А позавчера было 27, а вчера 28 июня 2001 года. И купил я газету “Саратов”, где была страница про пиво из Маркса, Энгельса, Балаково, Калининска, т. е. городов Саратовской области (в областном центре пива не делают вовсе).
Я отправился по указанному в газете адресу, где якобы продавалось живое разливное марксовское пиво — на улице Новоузенской. Но в панельной девятиэтажке, кроме четырех подъездов квартир и маленькой парикмахерской, не было не только пива, но даже места, где бы могли торговать пивом. Обозлившись, я побрел туды-суды по этому району, где на каждом шагу торговали в летних кафе все теми же Толстяком, Балтикой, Арсенальным и проч. пастеризованной консервированной одинакового вкуса раскрученной дрянью. Я забредал и в Парк культуры, где было все то же, но дороже, и, ведомый странной уверенностью, что я дойду до искомого, вышел на неказистый пивной ларек (угол 2-й Садовой и Чернышевской), где наличествовал энгельсский Цезарь, а рядом с ним на улице тетки продавали недорогую старую воблу. Торговали пивом двое мальчишек лет 17-ти, и сидели двое пьяных, радостно потешавшихся над редкого безобразия похабными куплетами из динамика. Серия современного Луки Мудищева реяла в пластиковом помещении, я и не предполагал, что производится такая, под профессиональный оркестр, весьма грамотно словесно сотворенная, профессиональными актерами исполняемая похабель.

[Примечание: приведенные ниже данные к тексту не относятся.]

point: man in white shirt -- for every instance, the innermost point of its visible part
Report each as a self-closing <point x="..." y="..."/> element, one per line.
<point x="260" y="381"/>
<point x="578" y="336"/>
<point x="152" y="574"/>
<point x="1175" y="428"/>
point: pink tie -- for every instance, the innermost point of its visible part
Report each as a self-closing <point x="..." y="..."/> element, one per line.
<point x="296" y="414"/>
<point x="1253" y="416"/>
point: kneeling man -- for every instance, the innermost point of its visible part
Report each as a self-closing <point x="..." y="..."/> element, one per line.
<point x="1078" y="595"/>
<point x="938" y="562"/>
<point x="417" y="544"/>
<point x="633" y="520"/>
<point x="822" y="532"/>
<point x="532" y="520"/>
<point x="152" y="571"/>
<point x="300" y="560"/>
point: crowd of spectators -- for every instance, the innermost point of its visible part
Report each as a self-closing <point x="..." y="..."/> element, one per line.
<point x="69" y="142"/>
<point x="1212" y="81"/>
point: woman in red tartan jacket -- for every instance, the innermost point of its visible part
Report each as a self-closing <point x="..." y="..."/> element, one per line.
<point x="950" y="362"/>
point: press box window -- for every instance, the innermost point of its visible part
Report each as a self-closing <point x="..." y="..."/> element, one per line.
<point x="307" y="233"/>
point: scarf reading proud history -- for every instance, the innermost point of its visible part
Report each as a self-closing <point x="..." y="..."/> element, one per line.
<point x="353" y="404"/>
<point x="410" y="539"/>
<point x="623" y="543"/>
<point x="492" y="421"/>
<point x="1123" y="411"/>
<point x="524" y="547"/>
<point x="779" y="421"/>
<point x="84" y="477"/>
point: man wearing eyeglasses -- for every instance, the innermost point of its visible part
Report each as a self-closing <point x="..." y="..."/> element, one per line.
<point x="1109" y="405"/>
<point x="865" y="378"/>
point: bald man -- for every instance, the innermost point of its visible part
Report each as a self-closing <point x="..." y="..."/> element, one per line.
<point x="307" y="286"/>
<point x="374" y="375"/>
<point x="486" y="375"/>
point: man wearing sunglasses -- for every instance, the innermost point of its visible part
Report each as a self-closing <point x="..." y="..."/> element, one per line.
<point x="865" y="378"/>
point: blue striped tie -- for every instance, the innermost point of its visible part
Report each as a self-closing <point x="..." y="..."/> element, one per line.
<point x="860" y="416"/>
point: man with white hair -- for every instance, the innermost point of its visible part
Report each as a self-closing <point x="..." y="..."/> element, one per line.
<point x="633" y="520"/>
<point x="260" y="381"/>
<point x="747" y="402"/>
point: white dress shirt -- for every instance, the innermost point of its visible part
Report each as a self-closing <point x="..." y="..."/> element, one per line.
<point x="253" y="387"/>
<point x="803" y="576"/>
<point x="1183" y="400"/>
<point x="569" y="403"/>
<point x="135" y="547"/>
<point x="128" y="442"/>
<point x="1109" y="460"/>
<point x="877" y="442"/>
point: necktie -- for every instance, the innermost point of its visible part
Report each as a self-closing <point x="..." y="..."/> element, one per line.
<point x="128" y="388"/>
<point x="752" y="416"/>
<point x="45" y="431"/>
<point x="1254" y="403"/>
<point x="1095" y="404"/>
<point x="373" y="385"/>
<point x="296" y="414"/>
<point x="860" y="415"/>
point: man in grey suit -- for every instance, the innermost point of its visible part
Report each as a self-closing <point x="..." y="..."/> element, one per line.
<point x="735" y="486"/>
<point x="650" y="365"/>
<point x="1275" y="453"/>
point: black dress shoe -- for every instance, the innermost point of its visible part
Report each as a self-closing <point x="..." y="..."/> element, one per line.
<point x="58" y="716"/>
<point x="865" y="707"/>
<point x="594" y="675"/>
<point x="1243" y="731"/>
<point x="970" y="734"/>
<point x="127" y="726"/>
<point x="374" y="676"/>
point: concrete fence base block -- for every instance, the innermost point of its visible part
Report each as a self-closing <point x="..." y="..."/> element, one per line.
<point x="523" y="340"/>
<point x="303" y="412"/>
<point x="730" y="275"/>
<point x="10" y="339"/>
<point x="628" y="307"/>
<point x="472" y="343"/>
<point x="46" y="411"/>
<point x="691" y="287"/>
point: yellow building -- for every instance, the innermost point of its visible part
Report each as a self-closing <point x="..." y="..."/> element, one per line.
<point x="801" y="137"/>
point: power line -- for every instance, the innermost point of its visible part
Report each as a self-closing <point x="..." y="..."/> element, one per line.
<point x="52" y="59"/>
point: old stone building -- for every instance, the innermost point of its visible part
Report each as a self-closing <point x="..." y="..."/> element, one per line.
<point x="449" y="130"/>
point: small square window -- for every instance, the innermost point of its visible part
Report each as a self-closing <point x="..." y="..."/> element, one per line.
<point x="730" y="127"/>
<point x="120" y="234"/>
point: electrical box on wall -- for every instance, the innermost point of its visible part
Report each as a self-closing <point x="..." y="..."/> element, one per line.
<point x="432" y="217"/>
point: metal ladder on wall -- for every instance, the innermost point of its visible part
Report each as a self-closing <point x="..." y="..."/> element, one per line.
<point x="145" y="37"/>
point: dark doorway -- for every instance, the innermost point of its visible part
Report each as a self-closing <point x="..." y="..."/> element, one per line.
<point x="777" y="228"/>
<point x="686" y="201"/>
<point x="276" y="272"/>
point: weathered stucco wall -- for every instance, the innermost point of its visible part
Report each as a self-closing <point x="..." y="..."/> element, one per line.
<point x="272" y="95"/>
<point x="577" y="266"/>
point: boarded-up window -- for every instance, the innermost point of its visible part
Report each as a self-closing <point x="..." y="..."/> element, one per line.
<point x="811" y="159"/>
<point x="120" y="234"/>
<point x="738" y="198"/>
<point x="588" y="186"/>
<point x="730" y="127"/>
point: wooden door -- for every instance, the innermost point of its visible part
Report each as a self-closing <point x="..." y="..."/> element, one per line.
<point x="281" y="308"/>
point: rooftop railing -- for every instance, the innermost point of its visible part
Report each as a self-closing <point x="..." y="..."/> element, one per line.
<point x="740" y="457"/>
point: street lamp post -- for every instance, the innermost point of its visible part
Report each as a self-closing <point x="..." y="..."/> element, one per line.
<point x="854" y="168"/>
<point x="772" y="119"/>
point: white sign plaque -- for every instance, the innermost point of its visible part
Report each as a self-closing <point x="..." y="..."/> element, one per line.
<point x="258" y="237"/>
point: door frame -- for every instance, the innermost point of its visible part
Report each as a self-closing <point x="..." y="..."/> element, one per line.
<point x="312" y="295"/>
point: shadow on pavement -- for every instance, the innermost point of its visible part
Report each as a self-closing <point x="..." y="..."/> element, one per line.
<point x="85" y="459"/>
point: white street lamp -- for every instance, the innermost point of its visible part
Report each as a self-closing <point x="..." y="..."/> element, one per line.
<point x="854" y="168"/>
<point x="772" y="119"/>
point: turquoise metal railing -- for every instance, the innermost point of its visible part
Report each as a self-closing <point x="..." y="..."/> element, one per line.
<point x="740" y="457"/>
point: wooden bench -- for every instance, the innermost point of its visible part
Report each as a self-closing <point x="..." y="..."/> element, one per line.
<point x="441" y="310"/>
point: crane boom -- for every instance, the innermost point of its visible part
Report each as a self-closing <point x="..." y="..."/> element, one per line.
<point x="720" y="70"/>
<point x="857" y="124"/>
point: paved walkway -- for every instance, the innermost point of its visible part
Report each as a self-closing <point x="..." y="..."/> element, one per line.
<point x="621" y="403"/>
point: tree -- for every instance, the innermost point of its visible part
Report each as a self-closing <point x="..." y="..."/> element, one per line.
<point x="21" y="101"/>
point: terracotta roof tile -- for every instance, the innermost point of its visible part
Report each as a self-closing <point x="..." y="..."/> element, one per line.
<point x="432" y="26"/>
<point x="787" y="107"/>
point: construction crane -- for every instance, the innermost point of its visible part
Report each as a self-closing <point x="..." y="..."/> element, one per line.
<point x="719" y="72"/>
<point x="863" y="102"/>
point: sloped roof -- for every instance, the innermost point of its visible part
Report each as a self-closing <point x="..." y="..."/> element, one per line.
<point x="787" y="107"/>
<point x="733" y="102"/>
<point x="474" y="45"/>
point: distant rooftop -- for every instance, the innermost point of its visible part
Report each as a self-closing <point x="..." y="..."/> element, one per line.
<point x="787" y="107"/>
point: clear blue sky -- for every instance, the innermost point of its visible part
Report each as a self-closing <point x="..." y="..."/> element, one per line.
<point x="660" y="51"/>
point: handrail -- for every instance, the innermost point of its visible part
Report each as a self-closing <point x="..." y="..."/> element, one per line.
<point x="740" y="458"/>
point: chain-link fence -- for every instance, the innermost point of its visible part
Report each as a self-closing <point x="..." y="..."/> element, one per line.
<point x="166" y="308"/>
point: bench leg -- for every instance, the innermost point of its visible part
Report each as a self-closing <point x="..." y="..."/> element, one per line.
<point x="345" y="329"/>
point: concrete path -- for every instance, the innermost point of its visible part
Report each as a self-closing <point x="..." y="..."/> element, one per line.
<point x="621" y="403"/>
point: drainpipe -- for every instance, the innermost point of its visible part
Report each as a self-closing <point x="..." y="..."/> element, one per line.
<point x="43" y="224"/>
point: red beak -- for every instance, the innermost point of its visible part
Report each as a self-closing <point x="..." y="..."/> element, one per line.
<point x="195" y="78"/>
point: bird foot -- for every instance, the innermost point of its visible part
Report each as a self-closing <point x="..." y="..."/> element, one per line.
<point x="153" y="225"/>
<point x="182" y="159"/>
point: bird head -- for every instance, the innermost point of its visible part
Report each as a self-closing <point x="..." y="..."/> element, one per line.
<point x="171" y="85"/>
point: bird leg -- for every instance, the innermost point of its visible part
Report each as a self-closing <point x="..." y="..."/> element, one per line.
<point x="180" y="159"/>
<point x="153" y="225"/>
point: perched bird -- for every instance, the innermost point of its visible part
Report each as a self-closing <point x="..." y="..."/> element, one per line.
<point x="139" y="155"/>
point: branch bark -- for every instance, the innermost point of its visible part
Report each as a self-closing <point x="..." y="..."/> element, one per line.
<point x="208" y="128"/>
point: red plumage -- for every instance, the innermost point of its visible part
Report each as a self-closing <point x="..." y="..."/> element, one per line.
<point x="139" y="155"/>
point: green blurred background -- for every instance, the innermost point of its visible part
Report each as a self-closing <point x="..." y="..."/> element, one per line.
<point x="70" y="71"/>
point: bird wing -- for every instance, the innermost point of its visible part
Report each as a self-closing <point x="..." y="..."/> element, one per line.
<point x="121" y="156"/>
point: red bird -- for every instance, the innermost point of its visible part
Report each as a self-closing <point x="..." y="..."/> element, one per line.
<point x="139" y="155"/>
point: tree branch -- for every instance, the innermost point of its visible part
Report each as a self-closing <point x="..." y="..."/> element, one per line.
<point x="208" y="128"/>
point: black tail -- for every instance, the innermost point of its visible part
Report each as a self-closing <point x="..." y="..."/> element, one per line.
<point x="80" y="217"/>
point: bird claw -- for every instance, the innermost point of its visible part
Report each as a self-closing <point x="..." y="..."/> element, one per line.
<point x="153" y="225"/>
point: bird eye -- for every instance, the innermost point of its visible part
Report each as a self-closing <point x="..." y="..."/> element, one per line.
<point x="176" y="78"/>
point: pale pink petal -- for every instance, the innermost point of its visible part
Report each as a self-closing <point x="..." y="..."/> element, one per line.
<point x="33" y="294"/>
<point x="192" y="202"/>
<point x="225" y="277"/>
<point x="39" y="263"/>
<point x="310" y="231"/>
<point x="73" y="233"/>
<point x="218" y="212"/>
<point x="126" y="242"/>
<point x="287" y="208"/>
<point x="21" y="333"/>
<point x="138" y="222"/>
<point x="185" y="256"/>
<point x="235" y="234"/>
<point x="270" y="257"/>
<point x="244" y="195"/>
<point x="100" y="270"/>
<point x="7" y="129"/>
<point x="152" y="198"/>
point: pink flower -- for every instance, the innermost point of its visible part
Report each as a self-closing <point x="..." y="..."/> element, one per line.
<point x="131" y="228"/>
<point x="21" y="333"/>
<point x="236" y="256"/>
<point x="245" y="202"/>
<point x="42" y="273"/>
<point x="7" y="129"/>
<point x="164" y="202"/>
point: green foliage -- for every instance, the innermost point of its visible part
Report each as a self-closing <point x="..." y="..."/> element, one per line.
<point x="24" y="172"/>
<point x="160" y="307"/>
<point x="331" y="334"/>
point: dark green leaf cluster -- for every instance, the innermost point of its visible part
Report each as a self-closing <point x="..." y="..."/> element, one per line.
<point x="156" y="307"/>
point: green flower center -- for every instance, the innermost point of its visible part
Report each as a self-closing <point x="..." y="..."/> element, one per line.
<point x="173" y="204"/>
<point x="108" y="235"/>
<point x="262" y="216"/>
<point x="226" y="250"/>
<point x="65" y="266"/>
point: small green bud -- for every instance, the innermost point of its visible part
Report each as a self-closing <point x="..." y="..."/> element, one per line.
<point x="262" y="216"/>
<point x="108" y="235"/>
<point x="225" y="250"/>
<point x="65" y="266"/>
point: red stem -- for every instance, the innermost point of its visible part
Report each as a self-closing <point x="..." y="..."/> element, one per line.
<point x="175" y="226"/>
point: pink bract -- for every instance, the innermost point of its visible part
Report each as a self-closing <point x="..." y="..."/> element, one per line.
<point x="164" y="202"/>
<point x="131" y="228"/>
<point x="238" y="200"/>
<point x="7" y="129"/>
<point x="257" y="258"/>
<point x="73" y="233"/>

И напился я живого пива. И стало меня с тех пор тянуть в похабный ларек. Пользуясь тем, что по дороге был гараж, где ремонтировали мой двигатель с лодки, я заруливал на 2-ю Садовую, где уж не исполняли похабщины и не всегда оказывался Цезарь, но бывало Балаковское. А тут навалился зной. Серьезный июльский зной, наступления которого я с ужасом ожидаю каждый год. Когда с утра делаются горячими даже посуда на подоконнике, даже стены. Когда в восьмом часу вечера в раскаленном воздухе видишь уличный термометр с катастрофическими цифрами 37. Когда ночью часу в одиннадцатом выйдешь с собакою и ни разу нигде не встретишь ветерка или свежести, но кругом под неподвижными кронами деревьев завис серый душный воздух.
И почти ежедневно ездя на лодочную базу Рассвет, на о-в Пономаревский напротив города Энгельса, после трудов по ремонту лодки и купанья с хозяйственным мылом в черной, словно на Амазонке, воде заливчика базы, я, вожделея заранее, доходил до пивной под тентом в том месте, где сходятся троллейбусные и автобусные маршруты, называемом центром, и набирал сперва две кружки пива. Я стал разбираться в живом пиве, немного отдающем молодостью, но, конечно, несравнимо лучшем, чем тогдашнее. Волжский утес был поядренее, но Покровское пленяло освежающей слабостью, хлебным духом, а грубоватый Эльтон взывал к закуске, и пьянил крутой, почти оранжевого оттенка Цезарь.
Пивная почему-то называется “Пончики”, как выведено крупными буквами на дощатой стене ее грубого строения. Я освоился здесь. Я перестал покупать у прибазарных уличных торговок рыбу, разложенную рядом с орешками арахис, семечками, сигаретами, реже вареными бурыми раками, ближе к осени и вареной кукурузой. Я стал покупать рыбу в крошечной щелеподобной лавчонке, поместившейся в железном ларе, крашенном голубой краской. Меня полюбили обе сменяющиеся продавщицы, сноха и свекровь, часто заметно выпившие, сноха добродушная блондинка, делающаяся игриво-рассеянной, свекровь же с обликом учительницы, скорее даже преподавателя музыкальной школы, в широких очках на тонком, несколько порочном лице, выпивши держится с замедленной игривостью; лавчонка провоняла соленой чешуей. Я беру астраханскую воблу по 60 рублей за килограмм. Уличные торговки покупают здесь же, и если на вес добрая икряная вобла стоит 4–5 рублей, то у торговок на их прилавках-ящиках 7–8. Вобла неровная размером и качеством, бывает и вовсе заморенная с почерневшим брюшком, бывает подмокшая во всегда тающем холодильнике, бывает и такая, что в Саратове дешевле рублей 15 за штуку не купишь. Для меня обе встают на табурет и лезут наверх, где на холодильнике под низким потолком в решетчатом пластмассовом ящике разыскивают экземпляры получше. Пока они ищут, мы беседуем, и, если одна и другая выпивши, разговор невольно приобретает заигрывающее против моей воли направление. Стены крашены бледно-голубым, засижены мухами, и время от времени хозяйки протирают их мокрой тряпкой. Когда я в лавке, они не обращают внимания на других, кто входит, хотя лучше сказать втискивается в лавку — больше двух человек у прилавка не поместятся.